I Did All That Years Ago

Bryn Mastiffson, formerly of the Rocky Mountain Royals, remembers his past.

Art by D. Chestnut

Bryn is one of a very few players who was a captain in his FBA rookie year; he was the first captain of the Rocky Mountain House Royals in its inaugeral FBA season way back in 1979. In fact, Bryn had been on the team since 1974, getting a name for himself with his quirky, flashy style of play, and soon being nicknamed The Slapstick Showboater. He was the captain of the team when the FBA incorporated it as an existing semi-pro team (which was how he joined the small ranks of rookie captains).

However, joining the FBA was a shock for the Royals--the transition from semi-professional to professional took the entire team by surprise. Brock Thiessen, himself a former player for the Hamilton Mariners (he played from 1920-1950), did his best to get the team up to speed, and Bryn had to leave the band The Craggs And The Mastiffson, which he'd been a part of since 1968 (the Craggs being his elder half-brother and half-sister).

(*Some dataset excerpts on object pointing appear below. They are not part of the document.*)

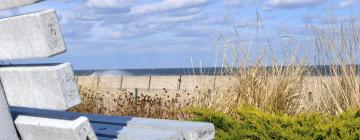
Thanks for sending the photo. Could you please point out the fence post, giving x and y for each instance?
(121, 80)
(136, 95)
(98, 81)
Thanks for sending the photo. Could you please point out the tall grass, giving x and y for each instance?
(289, 84)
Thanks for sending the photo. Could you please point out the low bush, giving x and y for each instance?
(250, 123)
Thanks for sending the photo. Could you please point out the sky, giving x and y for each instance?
(123, 34)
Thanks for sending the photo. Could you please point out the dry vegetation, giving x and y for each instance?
(287, 85)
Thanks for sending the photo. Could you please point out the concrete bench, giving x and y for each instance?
(41, 93)
(112, 126)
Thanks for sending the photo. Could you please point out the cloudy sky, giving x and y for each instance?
(109, 34)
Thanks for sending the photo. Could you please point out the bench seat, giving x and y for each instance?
(110, 127)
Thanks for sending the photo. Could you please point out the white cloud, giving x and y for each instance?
(347, 3)
(293, 3)
(167, 5)
(109, 3)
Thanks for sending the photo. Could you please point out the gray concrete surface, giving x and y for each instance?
(128, 133)
(189, 130)
(37, 128)
(44, 87)
(35, 35)
(7, 129)
(8, 4)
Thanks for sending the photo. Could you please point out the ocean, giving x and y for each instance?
(312, 70)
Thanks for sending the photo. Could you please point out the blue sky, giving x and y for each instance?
(110, 34)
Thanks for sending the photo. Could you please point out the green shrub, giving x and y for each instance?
(251, 123)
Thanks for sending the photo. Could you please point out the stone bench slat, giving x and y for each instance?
(51, 86)
(8, 4)
(7, 129)
(34, 35)
(189, 130)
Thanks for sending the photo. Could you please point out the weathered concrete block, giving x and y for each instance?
(189, 130)
(8, 4)
(51, 86)
(129, 133)
(37, 128)
(35, 35)
(7, 129)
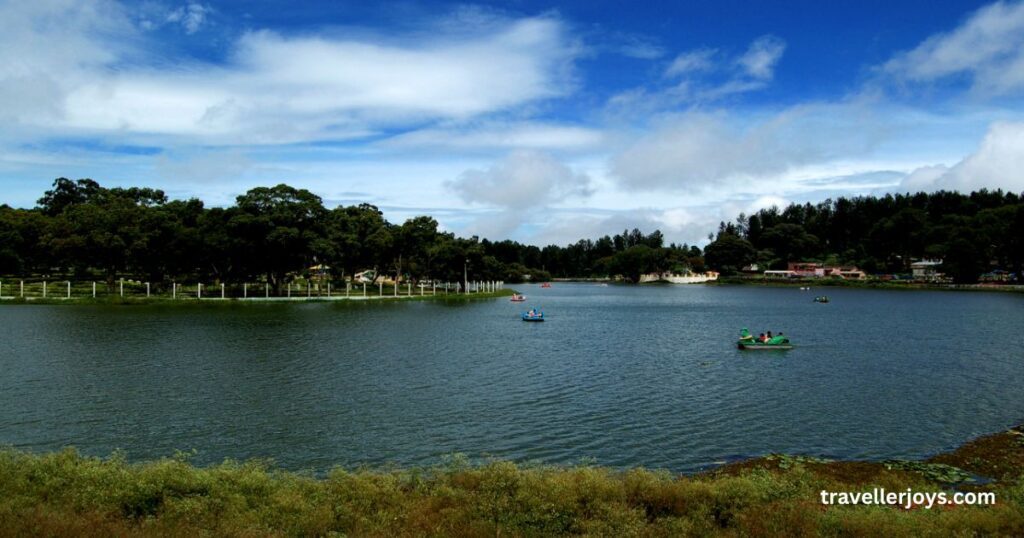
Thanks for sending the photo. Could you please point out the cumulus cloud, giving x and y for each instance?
(988, 48)
(706, 75)
(997, 164)
(521, 180)
(760, 59)
(697, 151)
(693, 60)
(48, 47)
(501, 135)
(79, 64)
(190, 16)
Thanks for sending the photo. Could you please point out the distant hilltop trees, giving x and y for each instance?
(972, 234)
(276, 234)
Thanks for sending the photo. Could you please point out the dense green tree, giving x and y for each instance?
(729, 253)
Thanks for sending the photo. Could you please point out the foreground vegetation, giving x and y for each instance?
(68, 494)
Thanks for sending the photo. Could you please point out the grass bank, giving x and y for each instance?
(65, 493)
(866, 284)
(337, 298)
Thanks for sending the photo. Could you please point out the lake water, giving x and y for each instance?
(621, 375)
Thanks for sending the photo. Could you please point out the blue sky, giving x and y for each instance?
(540, 122)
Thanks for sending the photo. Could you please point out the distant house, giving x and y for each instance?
(926, 270)
(997, 276)
(810, 270)
(366, 277)
(852, 274)
(805, 269)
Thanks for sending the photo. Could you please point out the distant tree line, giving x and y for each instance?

Their first game was a disaster: The Montana Howlers demolished them, by 56 points. They lost their second game rather badly as well.

They had one of the longest losing streaks in FBA history before pulling off a surprise win against the Howlers, who came in expecting another cakewalk, and went out with a four-point loss.

Bryn Mastiffson, realizing his team was in trouble, began his former habit of fancy play, explaining to his coach and teammates, if he couldn't give the fans a win, he was going to give them a show—but he would only act like the Slapstick Showboater if the team was seriously behind.

It helped, as fans came to see what silliness Mastiffson would pull next.

Bryn's fortunes took a disastrous turn in his sophomore season. In the third game of the 1980-1981 season, the Slapstick Showboater made a fancy shot that was roughly blocked and, as he would say to T. Matt Latrans later, We went up, we came down, I landed wrong and... that was the end of my career.

The truth was more complicated than that: Bryn's knee injury did spell the end of the season for him. But he had a conversation with his friend Darnell Lowen in which Bryn admitted a dread of all the training he would have to do to get back onto the court. Darnell responded that Bryn had just proved he did not have a baller's heart—that instead, Bryn was an entertainer. He encouraged Bryn to make a career choice, and Bryn chose to return to entertainment.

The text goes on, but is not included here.